Just finished MIDNIGHT MASS on Netflix, and WOW. If you’re looking for a brilliant horror story that also serves up a powerful analysis of religious belief, you should stop reading this dumb review and start binge-watching now.
If you’re still with me, here goes: MIDNIGHT MASS is the creation of Mike Flanagan, one of the creators of THE HAUNTING OF HILL HOUSE, which I also enjoyed. In this story, a mysterious priest arrives at a declining fishing island to take over a Catholic church, but he’s not alone. Soon, miracles and deaths start occurring, forcing the ensemble cast of locals to choose sides in what some seems as a spiritual war and others as a threat to the entire world.

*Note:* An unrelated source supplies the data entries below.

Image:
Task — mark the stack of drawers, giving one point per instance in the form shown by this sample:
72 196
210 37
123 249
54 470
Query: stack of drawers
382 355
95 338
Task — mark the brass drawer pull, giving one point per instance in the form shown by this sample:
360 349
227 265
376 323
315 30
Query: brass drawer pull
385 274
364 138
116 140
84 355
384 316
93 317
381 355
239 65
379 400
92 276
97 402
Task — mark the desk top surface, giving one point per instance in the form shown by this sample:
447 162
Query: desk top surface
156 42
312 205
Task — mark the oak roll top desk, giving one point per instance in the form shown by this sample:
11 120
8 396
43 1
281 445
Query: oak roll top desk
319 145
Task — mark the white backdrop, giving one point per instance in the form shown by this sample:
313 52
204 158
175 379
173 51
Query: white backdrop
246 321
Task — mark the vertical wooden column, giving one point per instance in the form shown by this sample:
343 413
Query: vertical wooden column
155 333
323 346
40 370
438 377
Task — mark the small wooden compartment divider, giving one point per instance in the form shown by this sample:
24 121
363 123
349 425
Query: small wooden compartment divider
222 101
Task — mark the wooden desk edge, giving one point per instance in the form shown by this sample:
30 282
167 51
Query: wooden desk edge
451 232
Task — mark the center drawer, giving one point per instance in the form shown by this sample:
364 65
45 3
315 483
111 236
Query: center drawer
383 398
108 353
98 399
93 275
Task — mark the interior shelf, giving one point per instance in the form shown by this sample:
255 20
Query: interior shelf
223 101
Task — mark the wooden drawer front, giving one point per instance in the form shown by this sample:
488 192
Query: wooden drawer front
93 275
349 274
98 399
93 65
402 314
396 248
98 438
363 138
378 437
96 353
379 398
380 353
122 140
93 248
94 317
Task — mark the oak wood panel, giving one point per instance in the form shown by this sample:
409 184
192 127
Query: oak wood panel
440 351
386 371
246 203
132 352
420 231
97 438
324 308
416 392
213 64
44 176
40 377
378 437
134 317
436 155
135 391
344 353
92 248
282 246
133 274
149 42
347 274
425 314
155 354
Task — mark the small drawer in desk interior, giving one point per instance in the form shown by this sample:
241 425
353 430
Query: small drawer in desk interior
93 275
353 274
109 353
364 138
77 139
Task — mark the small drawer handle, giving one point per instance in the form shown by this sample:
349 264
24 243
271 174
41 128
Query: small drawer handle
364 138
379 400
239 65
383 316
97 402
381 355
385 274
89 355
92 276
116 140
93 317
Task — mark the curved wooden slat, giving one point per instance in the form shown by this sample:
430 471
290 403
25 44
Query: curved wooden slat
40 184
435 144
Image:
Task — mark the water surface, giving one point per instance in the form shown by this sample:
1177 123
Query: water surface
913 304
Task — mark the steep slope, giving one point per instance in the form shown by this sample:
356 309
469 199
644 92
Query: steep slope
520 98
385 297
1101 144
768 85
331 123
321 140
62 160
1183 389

Flanagan gets pretty much everything about this miniseries right. As a creator, he often leans heavily on theme, and MIDNIGHT MASS is no exception. The theme here is the search for meaning in life when all things die, how this affects people differently in good and bad ways, and the struggle to know an all-powerful God that seems to be unknowable. I tackled a lot of these themes in my novel THE CHILDREN OF RED PEAK, and while I went for it and produced something I believe is at least thoughtful, Flanagan utterly dominated it. His script contains these long, wonderful monologues that are really meditations and shaded views on purpose, meaning, life after death, and more. He overdoes the expository dialogue at times, but I didn’t mind as it’s good stuff.

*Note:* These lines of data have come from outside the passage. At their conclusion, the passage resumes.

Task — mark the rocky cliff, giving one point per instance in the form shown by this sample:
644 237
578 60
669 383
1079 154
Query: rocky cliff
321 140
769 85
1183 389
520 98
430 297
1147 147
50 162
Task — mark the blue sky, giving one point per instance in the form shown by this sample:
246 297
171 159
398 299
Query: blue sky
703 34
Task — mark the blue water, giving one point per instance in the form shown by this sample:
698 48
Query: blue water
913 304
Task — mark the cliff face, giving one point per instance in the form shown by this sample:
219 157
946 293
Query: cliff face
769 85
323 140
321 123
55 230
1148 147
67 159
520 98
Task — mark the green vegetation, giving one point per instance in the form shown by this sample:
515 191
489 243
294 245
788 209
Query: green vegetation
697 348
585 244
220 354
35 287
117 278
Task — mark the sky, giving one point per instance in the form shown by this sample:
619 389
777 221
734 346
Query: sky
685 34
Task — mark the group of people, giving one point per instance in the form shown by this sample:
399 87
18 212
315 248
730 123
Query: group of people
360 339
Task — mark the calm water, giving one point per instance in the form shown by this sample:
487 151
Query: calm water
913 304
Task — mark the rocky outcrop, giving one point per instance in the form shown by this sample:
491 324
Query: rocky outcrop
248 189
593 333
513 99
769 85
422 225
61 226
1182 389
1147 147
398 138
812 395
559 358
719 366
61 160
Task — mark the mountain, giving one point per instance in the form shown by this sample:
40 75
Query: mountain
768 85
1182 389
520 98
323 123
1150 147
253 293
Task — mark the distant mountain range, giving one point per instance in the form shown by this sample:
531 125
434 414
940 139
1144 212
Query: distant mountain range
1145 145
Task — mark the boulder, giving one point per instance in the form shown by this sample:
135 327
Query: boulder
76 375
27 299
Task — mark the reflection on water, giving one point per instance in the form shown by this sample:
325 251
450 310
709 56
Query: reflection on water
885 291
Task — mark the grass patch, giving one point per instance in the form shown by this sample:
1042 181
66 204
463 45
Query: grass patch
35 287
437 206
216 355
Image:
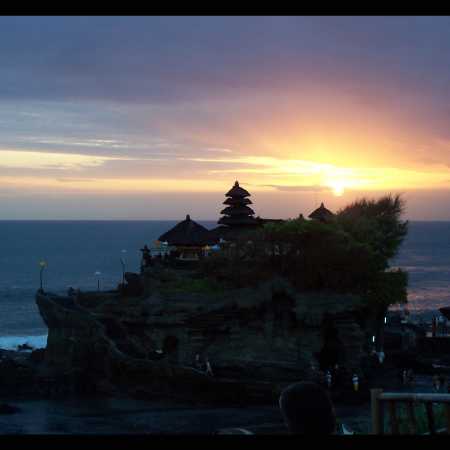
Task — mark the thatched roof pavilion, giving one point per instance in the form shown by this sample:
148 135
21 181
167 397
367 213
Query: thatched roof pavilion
322 214
187 233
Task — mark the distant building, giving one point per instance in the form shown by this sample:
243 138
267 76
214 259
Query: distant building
188 238
237 213
322 214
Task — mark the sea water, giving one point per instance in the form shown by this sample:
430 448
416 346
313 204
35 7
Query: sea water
76 250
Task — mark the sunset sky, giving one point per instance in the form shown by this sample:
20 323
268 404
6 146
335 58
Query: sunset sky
156 117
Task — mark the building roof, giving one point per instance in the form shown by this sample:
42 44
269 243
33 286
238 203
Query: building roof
321 213
237 220
237 191
237 201
241 210
187 233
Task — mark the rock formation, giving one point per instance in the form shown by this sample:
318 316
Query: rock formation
256 340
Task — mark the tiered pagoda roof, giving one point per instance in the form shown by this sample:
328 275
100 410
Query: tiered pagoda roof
237 213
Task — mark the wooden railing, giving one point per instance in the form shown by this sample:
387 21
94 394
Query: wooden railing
380 399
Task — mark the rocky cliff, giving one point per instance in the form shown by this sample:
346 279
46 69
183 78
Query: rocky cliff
256 340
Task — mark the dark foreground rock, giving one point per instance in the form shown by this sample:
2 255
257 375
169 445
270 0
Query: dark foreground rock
8 409
257 341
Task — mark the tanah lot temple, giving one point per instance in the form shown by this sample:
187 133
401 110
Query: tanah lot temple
190 241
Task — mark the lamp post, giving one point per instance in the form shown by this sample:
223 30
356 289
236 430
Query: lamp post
42 265
122 261
98 273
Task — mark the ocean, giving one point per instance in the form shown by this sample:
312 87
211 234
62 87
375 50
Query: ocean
76 250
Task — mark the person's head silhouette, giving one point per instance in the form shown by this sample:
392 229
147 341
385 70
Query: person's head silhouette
307 409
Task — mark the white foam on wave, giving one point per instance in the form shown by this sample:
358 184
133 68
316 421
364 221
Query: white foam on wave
12 342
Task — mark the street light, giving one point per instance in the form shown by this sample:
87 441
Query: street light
98 273
122 261
42 265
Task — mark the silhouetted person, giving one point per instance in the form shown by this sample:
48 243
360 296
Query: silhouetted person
307 409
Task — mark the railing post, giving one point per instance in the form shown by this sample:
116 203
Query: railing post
377 425
430 416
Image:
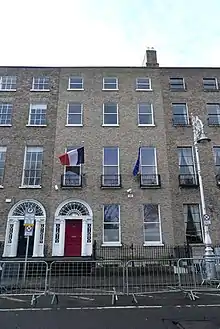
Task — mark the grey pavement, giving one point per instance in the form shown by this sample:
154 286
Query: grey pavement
165 318
156 311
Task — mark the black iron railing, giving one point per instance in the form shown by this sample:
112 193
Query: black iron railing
71 181
151 180
135 252
188 180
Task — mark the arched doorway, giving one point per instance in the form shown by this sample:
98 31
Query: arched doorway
15 242
73 228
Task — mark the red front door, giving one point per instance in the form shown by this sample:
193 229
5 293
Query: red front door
73 238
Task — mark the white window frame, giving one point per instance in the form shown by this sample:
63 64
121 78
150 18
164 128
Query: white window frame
103 165
103 115
111 243
153 243
109 89
187 114
75 77
201 220
37 89
210 78
31 149
67 115
144 89
32 107
177 78
69 148
3 149
7 104
155 161
146 113
193 159
7 77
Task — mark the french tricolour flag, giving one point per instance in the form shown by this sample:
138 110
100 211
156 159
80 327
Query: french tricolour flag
73 157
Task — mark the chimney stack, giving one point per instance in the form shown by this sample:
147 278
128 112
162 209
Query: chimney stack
151 56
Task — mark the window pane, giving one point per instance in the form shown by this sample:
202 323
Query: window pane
33 166
143 83
5 113
75 83
145 119
111 156
110 119
74 108
111 213
72 170
40 83
110 108
111 232
145 108
209 83
192 223
148 170
147 156
152 232
185 156
74 119
110 170
110 83
151 213
179 108
177 83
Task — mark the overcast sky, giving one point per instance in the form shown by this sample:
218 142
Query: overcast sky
109 32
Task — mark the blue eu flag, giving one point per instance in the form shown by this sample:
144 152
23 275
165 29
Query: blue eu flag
137 164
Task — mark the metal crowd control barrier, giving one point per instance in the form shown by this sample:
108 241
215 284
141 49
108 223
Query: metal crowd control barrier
151 276
20 278
96 278
193 277
112 278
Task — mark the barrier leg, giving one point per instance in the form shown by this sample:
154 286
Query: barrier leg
55 299
114 297
134 299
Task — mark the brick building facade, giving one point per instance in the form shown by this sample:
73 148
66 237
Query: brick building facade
112 112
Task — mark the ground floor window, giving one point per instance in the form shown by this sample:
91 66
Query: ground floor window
192 220
111 224
152 224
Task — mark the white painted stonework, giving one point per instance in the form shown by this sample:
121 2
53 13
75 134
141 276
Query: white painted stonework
16 214
72 210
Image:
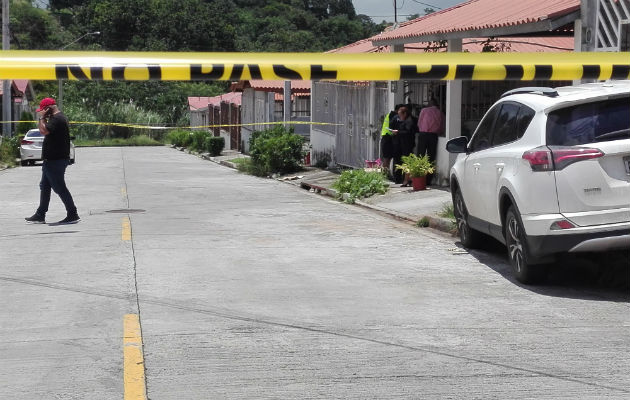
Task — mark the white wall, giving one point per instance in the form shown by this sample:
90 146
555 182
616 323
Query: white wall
322 144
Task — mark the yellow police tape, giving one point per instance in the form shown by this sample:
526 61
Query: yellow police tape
134 66
138 126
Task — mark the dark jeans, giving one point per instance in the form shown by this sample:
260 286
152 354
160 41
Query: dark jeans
427 144
53 172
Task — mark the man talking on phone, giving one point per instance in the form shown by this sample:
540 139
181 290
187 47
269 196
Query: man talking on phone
53 124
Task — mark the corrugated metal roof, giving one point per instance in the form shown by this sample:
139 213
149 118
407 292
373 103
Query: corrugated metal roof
196 103
481 14
231 97
473 45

I’ve always been fascinated by this theme, which is a tough one to tackle right: the question of whether life has any inherent meaning if death is final, and the question of whether a higher power is guiding us to a higher purpose. I’ve always felt if you strip out the human longing and projection, take out the idea that God has a paternal love for each and every one of us, God is actually a source of cosmic horror, an all-powerful being that inflicts great suffering and occasionally helps us based on its plan and that maybe can be appeased with the right behavior and sacrifices. Flanagan shows us all this and makes us feel it while being respectful to all sides of the conversation. Flanagan asks the question, and the characters provide a multitude of answers.

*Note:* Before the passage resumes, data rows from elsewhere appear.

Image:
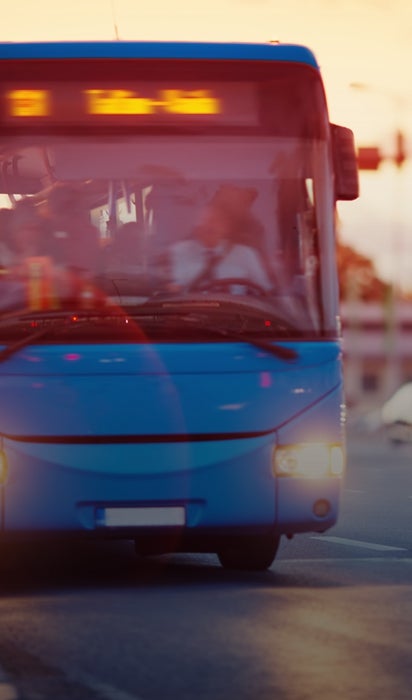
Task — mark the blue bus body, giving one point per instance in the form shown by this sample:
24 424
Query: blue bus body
174 441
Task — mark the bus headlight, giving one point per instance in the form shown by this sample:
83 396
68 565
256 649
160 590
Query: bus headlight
311 460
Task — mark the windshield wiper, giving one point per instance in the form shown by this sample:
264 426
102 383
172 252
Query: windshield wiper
197 315
284 353
12 348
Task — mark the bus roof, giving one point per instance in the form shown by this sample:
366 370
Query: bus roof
157 49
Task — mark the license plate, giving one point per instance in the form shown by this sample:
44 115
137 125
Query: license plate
167 516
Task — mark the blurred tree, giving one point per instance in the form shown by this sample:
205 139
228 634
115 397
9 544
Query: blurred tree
358 278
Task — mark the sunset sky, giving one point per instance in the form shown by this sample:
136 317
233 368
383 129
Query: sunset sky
368 42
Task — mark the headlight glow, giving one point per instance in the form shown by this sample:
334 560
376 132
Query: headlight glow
310 460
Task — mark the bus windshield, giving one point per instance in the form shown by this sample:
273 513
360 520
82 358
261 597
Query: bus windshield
146 193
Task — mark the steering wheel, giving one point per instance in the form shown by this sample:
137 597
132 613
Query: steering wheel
220 285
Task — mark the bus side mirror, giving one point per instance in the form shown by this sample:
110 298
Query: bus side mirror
345 163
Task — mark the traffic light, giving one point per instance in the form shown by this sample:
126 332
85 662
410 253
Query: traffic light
400 150
369 157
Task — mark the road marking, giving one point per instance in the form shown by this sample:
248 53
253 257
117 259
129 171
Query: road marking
359 543
8 692
105 690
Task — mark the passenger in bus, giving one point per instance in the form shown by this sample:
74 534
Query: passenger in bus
215 253
128 251
73 240
27 234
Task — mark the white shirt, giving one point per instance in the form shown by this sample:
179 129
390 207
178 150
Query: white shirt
189 258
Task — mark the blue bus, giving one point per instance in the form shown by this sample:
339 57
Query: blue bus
170 357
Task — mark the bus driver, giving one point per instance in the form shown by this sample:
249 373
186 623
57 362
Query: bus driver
213 253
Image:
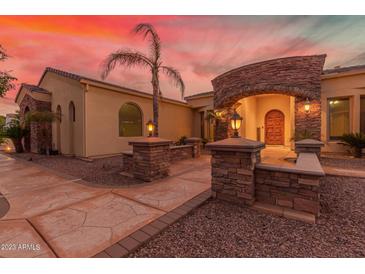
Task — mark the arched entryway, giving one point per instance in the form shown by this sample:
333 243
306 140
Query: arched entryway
274 127
58 127
298 77
72 118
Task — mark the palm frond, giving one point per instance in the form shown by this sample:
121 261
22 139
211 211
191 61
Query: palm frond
148 30
175 76
126 58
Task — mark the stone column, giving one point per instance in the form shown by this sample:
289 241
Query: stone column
196 142
309 146
233 163
151 158
310 121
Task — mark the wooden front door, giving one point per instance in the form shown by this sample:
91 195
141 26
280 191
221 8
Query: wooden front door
274 127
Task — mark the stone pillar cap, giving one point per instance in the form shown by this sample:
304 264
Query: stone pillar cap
236 144
309 143
150 141
193 139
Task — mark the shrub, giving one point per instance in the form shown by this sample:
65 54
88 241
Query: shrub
15 132
356 142
181 141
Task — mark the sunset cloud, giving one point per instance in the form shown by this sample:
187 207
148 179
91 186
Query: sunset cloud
200 47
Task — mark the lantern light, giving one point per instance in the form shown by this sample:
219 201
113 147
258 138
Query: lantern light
236 121
307 106
150 128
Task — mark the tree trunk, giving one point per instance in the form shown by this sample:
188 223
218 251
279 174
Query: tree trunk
156 88
18 145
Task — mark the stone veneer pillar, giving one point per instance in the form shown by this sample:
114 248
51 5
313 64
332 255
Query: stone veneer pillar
308 146
233 163
196 142
151 158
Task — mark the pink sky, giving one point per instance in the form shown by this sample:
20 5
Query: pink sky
200 47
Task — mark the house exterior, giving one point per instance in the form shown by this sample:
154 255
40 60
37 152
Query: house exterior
99 119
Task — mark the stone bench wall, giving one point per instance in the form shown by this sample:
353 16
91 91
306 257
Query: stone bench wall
127 161
178 153
288 189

Back to the show… The acting is terrific, with some familiar faces from previous Flanagan works like Kate Siegel, and led by Hamish Linklater, whom I’d only seen previously in THE BIG SHORT. Playing Father Paul, he chews the scenery and absolutely dominates every scene he’s in. Paul is such a greater character, a deeply spiritual and religious man who is at heart good but who deludes himself into interpreting a great evil into something miraculous and Godly. Bev is another great character, a very religious and proper lady who uses her religion to justify her prejudices and spite, and who has a Bible verse to rationalize pretty much anything she wants to do. All the characters are great, in fact, all of them feeling real without the usual “small town stock” cast. The show has been compared to Stephen King’s work, which is justifiable as we have a small town of good, plain folks encountering and seduced by a great evil, but Flanagan goes so much farther with character and theme that in my view he comes out ahead in a league entirely his own.
I could go on, the terrific horror element, the absolutely terrific bloody climax, the organic and realistic pacing, etc. Suffice to say, I thought MIDNIGHT MASS was brilliant and loved it, another example of the golden age of television we’re currently in.